「安く買って高く売る」
これは、株式投資の基本である。安く買うためのポピュラーな方法として、PER(株価収益率)やPBR(株価純資産倍率)といった指標を活用するというものがある。
いずれも数字が小さいほど割安とされ、投資判断に活用することができる。
この記事では、PBRについて注目してみる。
目次
PBR(株価純資産倍率)とは
まずはPBRとは何か、について簡単に説明。
「株価純資産倍率」という名の通り、PBRは「その企業の純資産に対して株価が何倍になっているか」という指標である。以下の式で計算することができる。
$$PBR[倍] =\frac{株価}{1株当たりの純資産(BPS)} $$
BPSが高ければ高いほど、企業価値は高くなるので、それに伴って株価も高くなるのが一般的である。そこで、株価とBPSがどれだけ離れているかを見ることで、割安か割高かを可視化したのがPBRである。
特にPBRが1倍未満となった場合、「株価 < BPS」となるため、「株を買うことによって、購入費以上の資産に対して権利を持つことができる」といった状態になる。したがって、PBRが1倍未満の場合に「割安だ」と言われることが多い。
PBRとその他の指標との関係
PBRの式を変形すると、次のようになる。
$$PBR[倍] =\frac{株価}{BPS} =\frac{株価}{EPS} × \frac{EPS}{BPS}・・・(※)$$
EPSとは、当期純利益のこと。
ここで「PER = 株価/EPS」、「ROE(自己資本利益率)=EPS/BPS」であるから、(※)式は
$$PBR[倍] = PER × ROE$$
となる。
ROEは近年注目されている指標で、この数字が高いほど経営効率がいいとされる。経営効率が良ければ、BPSを積み重ねる速度が速くなり、企業価値の向上速度が高くなる。そのためROEは高ければ高いほど良い。
PBRが低くても割安とは限らない
PBRが低いという事は、「PER×ROE」の値が小さいという事。そこから考えられるいくつかのパターンについて考えてみる。
PER → 低、ROE → 低
PERとROEが両方とも低い場合、当然「PBR = PER × ROE」の値も小さくなる。収益能力が低い(ROEが低い)ことが原因で、PERとPBRが低くなっている(人気がなくなっている)といえる。
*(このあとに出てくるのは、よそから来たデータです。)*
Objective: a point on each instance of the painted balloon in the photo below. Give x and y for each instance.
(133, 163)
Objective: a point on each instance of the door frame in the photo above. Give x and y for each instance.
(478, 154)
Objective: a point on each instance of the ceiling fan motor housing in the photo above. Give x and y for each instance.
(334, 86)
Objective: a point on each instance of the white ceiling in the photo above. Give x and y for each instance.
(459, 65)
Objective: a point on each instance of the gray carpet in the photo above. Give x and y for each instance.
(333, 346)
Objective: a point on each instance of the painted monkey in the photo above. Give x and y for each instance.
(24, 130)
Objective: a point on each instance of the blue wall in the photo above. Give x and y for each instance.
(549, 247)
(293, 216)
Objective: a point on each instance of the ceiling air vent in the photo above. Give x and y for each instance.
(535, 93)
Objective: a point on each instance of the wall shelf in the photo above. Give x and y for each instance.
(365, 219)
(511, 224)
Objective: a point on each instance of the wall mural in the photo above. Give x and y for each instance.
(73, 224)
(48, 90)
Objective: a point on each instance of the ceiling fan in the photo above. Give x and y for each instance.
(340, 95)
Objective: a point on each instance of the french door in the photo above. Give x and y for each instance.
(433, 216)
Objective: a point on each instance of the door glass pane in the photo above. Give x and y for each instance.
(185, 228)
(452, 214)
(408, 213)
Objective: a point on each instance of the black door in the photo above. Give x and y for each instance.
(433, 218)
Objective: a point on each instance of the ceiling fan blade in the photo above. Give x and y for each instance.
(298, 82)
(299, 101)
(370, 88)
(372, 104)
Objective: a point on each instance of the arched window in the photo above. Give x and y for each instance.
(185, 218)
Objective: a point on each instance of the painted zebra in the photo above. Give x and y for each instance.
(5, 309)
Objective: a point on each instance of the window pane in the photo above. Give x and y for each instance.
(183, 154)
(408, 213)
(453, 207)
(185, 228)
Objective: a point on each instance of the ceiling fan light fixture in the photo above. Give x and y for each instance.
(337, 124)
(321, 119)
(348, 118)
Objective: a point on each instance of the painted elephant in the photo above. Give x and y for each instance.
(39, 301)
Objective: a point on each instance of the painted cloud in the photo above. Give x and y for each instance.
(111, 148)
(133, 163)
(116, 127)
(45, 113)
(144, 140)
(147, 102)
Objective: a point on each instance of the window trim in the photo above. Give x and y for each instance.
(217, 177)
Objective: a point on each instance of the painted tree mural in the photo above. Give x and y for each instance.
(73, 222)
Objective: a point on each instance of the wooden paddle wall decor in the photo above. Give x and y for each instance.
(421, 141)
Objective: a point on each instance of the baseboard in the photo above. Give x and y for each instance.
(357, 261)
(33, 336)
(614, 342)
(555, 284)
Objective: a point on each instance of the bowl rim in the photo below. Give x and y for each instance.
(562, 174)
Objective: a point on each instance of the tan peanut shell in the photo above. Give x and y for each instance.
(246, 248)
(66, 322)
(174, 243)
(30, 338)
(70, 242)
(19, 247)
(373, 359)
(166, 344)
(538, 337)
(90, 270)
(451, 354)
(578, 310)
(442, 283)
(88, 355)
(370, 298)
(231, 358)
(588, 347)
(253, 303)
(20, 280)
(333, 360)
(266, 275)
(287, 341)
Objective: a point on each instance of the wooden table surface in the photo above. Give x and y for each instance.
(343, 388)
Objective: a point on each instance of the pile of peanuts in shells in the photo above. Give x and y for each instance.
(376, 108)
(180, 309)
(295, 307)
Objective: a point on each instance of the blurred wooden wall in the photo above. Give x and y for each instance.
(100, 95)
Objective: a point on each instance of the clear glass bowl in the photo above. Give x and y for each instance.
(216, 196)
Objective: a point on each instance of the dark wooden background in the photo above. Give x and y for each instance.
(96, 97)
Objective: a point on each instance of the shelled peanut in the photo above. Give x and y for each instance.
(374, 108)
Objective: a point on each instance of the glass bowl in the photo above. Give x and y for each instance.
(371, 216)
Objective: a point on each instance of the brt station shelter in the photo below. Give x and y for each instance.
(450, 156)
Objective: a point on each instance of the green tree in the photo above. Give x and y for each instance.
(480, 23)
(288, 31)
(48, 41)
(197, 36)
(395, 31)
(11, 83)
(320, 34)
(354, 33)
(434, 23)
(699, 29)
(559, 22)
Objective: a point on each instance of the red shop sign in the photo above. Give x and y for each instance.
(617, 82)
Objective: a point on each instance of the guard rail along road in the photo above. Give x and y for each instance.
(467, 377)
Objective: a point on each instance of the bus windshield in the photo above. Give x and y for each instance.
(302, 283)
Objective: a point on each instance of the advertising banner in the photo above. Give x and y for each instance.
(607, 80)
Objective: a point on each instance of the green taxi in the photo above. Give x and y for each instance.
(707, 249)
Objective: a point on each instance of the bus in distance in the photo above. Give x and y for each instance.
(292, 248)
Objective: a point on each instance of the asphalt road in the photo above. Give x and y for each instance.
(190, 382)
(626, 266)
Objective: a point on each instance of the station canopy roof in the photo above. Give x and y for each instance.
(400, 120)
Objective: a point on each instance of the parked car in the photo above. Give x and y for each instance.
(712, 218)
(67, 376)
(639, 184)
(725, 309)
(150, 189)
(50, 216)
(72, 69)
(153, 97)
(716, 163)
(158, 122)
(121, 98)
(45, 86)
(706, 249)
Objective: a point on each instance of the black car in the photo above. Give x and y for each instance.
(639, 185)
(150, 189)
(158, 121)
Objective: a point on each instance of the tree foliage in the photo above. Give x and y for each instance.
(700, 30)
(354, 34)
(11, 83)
この状態は、PERやPBRの低さほど割安ではないと言える。しかし、低ROEが盛り込まれている状態なので、割高とも言えないと思う。妥当な状態だろう。
ROEが今後向上する見込みがあるならば、仕込んでおくのもいい。見極めが難しい状態だと言えるだろう。
PER → 高, ROE → 低
PERが高くてROEがとても低い場合でも、PBRは小さく出る。
例えばPER=70倍、ROE=1%でPBRを計算してみると
70 × 0.01 = 0.7[倍]
となる。PBR=0.7倍だけ見ると割安な気がするが、ROE=1%の低収益で、それが株価に反映された結果、PBRが低くなっていると言える。この場合、私は割安だと思わない。低収益が株価に反映されていないと捉えることができるからだ。
ただ、このような極端な数値が出る場合、何かあって一時的に収益が悪化しているだけの可能性もある。その場合は買い時ともいえる。EPSはいきなり10分の1になったりする指標なので、このような極端な数値が現れることも珍しくない。
収益率が低下してきていて、株価の変化がそれに伴っていない場合に、高PER低ROEになっているなら要注意。
PER → 低, ROE → 高
ROEが高いのにPERが低い場合でも低PBRになることがある。
例えば「PER = 5倍、ROE = 15%」の場合、PBRは0.75倍となる。こういった場合は、お宝銘柄といえる。高収益率が株価に反映されていないと捉えられるからだ。
結構レアではあるが、株式投資が全体的に盛り上がていない時や、同業他社のやらかしなどが原因でこういった状況になることがある。
PBRが高くても割高とは限らない
「PBRが低くても割安とは限らない」のなら、その逆も成り立つ。
PERはそこそこでも、ROEが高いという場合に、PBRが高く出ることがある。
例えば「PER = 20倍,ROE = 25%」の場合、PBR = 5倍と高くなるが、高収益の結果、素早くBPSを積み上げることが期待された結果と言えるので、そんなに割高とはいえない。
一方で、高PER低ROEの場合にPBRが高くなっている場合は、要注意。ストックの面でもフローの面でも、実態よりも高く買われているという事なので、とても割高だと言える。
まとめ
PBRが低いからと言って割安とは限らないし、高いからと言って割高とも限らない。一つの指標だけを見て投資判断を行うのは危険であると言えよう。